Déclaration du porte-parole, point de presse du 28 septembre 2007

(M. Berri a critiqué le communiqué présidentiel que M. Kouchner a lu à la suite de la réunion du Conseil de sécurité, en précisant que c’était une ingérence dans les affaires du parlement libanais. Quelle est votre position ? Que se passera-t-il après le 23 octobre s’il n’y a pas d’élections présidentielles ?)

S’agissant de votre seconde question, nous disons précisément notre souhait et notre appel adressé instamment à l’ensemble des acteurs Libanais de tout faire pour intensifier le dialogue et également de tout faire pour que le processus se déroule dans le respect des normes constitutionnelles et du calendrier.

C’est à cela que doivent se consacrer, et c’est dans cela que doivent s’engager les responsables politiques libanais. Depuis 48 à 72 heures, il y a eu des contacts et des conversations entre responsables libanais. Nous encourageons bien évidemment ces consultations afin de parvenir à l’objectif que je mentionnais.

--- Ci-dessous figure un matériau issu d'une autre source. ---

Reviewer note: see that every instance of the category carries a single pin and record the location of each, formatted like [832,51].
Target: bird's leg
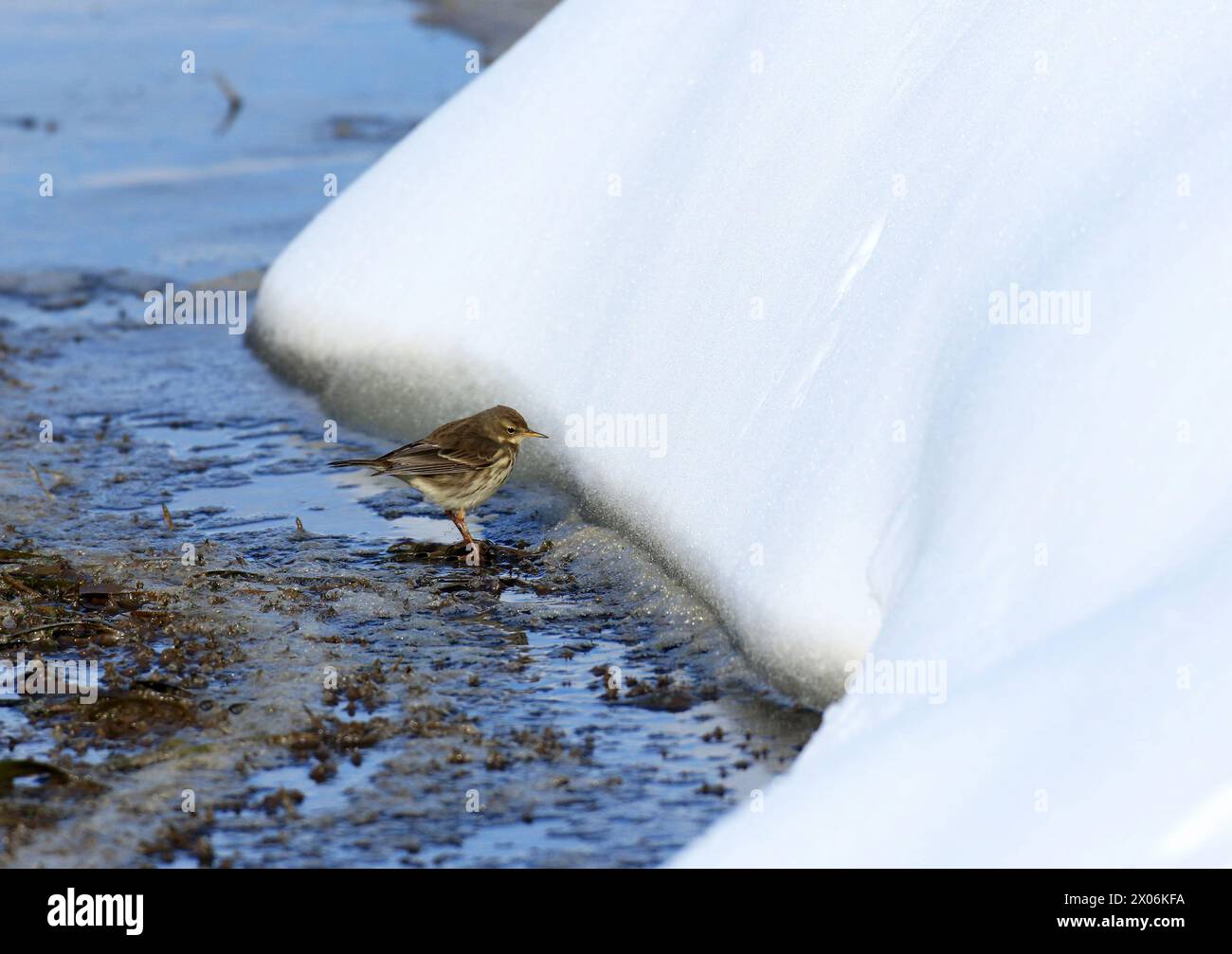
[459,517]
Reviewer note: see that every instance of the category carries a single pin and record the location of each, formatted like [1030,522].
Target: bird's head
[508,426]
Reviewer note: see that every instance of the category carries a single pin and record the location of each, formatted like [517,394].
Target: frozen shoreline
[788,241]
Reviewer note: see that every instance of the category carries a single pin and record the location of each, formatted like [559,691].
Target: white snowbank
[781,226]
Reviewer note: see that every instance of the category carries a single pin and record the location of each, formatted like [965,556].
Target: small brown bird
[460,464]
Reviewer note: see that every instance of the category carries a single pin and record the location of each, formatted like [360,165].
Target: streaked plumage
[460,464]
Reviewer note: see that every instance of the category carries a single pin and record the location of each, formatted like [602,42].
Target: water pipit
[460,464]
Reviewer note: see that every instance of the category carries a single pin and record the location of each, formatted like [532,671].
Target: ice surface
[787,229]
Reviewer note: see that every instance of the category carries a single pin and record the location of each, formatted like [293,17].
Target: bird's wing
[424,459]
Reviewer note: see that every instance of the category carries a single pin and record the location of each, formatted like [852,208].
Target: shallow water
[568,704]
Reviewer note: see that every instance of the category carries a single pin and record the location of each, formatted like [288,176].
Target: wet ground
[296,665]
[321,670]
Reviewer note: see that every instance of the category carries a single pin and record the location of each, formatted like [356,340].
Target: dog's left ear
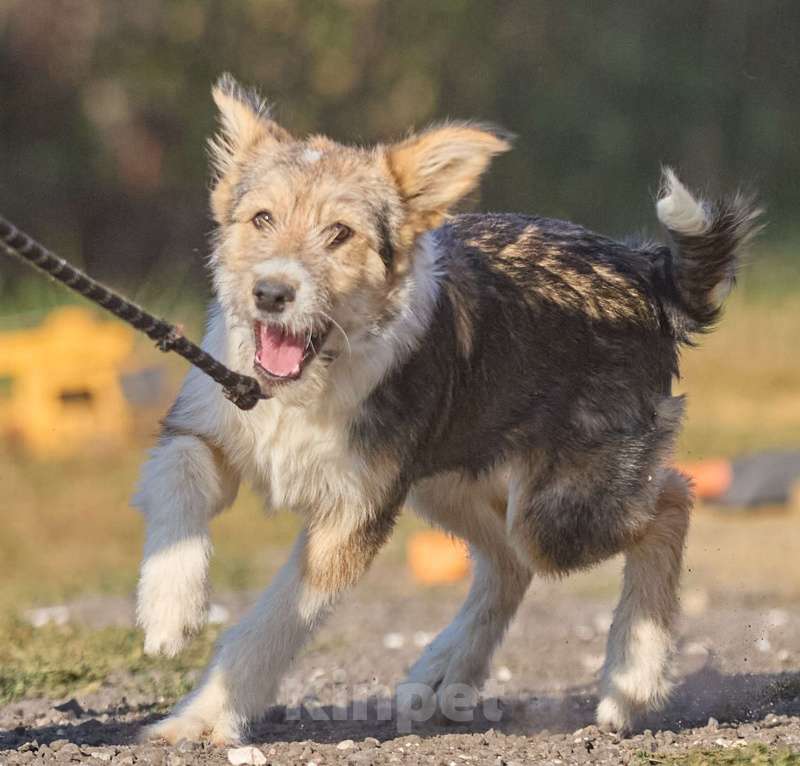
[438,167]
[244,125]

S’agissant de votre première question, la déclaration du Conseil de sécurité qui a été lue hier par le ministre marque d’abord l’unité de la communauté internationale sur un certain nombre de points qui nous sont chers, à nous Français, c’est-à-dire le soutien à la souveraineté, à l’unité, à la stabilité et à l’intégrité territoriale du Liban, l’appel à une entente sur l’élection d’un président dans les délais prévus, selon les normes constitutionnelles et sans interférence étrangère, et la condamnation des assassinats, en particulier le dernier en date, qui est celui du député Antoine Ghanem, condamnation également de toutes les formes d’intimidation.

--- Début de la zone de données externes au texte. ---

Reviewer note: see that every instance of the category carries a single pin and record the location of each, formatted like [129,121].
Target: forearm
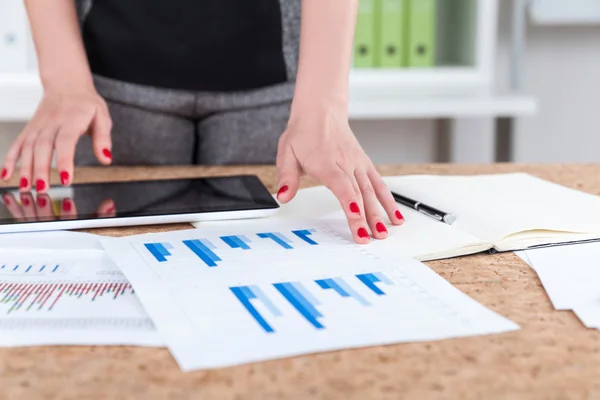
[58,43]
[326,38]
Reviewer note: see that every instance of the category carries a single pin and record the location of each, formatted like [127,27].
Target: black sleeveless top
[199,45]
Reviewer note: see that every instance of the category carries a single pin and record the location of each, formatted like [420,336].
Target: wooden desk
[552,356]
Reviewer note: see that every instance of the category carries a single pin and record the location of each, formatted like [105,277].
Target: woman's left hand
[322,145]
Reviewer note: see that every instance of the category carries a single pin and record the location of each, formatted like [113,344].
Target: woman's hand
[322,145]
[63,116]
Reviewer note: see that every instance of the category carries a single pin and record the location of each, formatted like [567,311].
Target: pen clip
[432,215]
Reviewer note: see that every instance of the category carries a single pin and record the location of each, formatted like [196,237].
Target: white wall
[562,71]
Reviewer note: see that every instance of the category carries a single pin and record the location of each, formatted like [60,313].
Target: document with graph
[69,298]
[236,294]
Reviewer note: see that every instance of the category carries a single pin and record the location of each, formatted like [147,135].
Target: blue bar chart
[278,238]
[204,250]
[215,250]
[31,269]
[237,241]
[307,302]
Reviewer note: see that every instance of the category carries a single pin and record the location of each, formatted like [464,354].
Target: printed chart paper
[69,298]
[245,294]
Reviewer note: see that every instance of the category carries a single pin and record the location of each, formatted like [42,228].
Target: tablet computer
[111,204]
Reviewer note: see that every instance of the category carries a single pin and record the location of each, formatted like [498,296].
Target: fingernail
[67,205]
[282,190]
[40,185]
[380,227]
[41,201]
[363,233]
[354,208]
[64,178]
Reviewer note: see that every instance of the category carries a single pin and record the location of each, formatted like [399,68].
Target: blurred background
[461,81]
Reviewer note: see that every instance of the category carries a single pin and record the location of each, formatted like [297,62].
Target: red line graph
[44,296]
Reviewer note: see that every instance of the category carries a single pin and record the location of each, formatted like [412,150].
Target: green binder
[421,36]
[364,37]
[391,43]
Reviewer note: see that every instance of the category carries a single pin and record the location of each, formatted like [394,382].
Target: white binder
[13,36]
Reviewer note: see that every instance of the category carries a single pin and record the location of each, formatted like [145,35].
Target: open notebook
[503,212]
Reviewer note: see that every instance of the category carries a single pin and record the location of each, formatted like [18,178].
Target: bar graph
[306,301]
[32,269]
[371,280]
[237,241]
[204,250]
[215,250]
[160,251]
[46,296]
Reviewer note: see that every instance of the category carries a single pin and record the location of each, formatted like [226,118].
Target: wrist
[307,103]
[63,80]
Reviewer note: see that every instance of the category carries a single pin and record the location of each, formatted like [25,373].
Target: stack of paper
[571,277]
[229,293]
[236,293]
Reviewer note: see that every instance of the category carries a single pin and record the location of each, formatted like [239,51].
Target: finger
[25,170]
[66,143]
[107,209]
[42,160]
[288,175]
[372,207]
[44,209]
[101,141]
[10,161]
[68,209]
[385,197]
[12,205]
[28,207]
[342,187]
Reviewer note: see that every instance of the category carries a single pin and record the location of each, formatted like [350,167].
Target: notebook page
[420,237]
[493,207]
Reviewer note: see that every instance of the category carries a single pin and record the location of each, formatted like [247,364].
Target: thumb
[101,141]
[288,176]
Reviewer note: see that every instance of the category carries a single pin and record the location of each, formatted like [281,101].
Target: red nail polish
[354,208]
[64,178]
[380,227]
[40,185]
[67,205]
[363,233]
[282,190]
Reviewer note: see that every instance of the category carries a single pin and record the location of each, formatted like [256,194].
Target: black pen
[425,209]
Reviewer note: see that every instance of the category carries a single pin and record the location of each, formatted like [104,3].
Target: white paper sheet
[52,240]
[420,237]
[69,297]
[279,289]
[570,274]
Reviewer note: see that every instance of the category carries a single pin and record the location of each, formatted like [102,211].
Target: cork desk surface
[551,356]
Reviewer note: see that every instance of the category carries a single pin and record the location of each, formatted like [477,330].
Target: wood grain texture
[552,356]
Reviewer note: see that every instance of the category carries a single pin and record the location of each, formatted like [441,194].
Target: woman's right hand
[63,116]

Il nous paraît légitime que la communauté internationale, et donc le Conseil de sécurité, s’exprime sur une situation qui est importante pour nous.

(Après sa réunion avec les ministres des Affaires étrangères saoudien et égyptien ainsi que le Secrétaire général de la Ligue arabe, le ministre a dit qu’il existerait une éventualité d’aide. De quel ordre serait cette aide que la France ou le Conseil de sécurité - je n’ai pas le texte - seraient prêts à apporter ?)

Si vous aviez le texte, cela m’aiderait à vous répondre. Le ministre, à l’issue du prononcé de la déclaration présidentielle, a effectivement indiqué que la France pouvait aider à la protection des députés Libanais et qu’on y réfléchissait.
Sur ce sujet, nous sommes dans la même situation que celle que je mentionnais il y a quelques jours. Je n’ai pas vu de nouvelles demandes formelles exprimées. Ce que les ministres français, égyptien, saoudien, jordanien, en compagnie du Secrétaire général de la Ligue arabe, ont dit, c’est que nous étions disposés à examiner les demandes d’assistance qui seraient présentées par le Liban pour parvenir à la réalisation des objectifs mentionnés dans leur déclaration.

Depuis cette date, je n’ai pas connaissance de développements nouveaux en ce qui concerne cette question.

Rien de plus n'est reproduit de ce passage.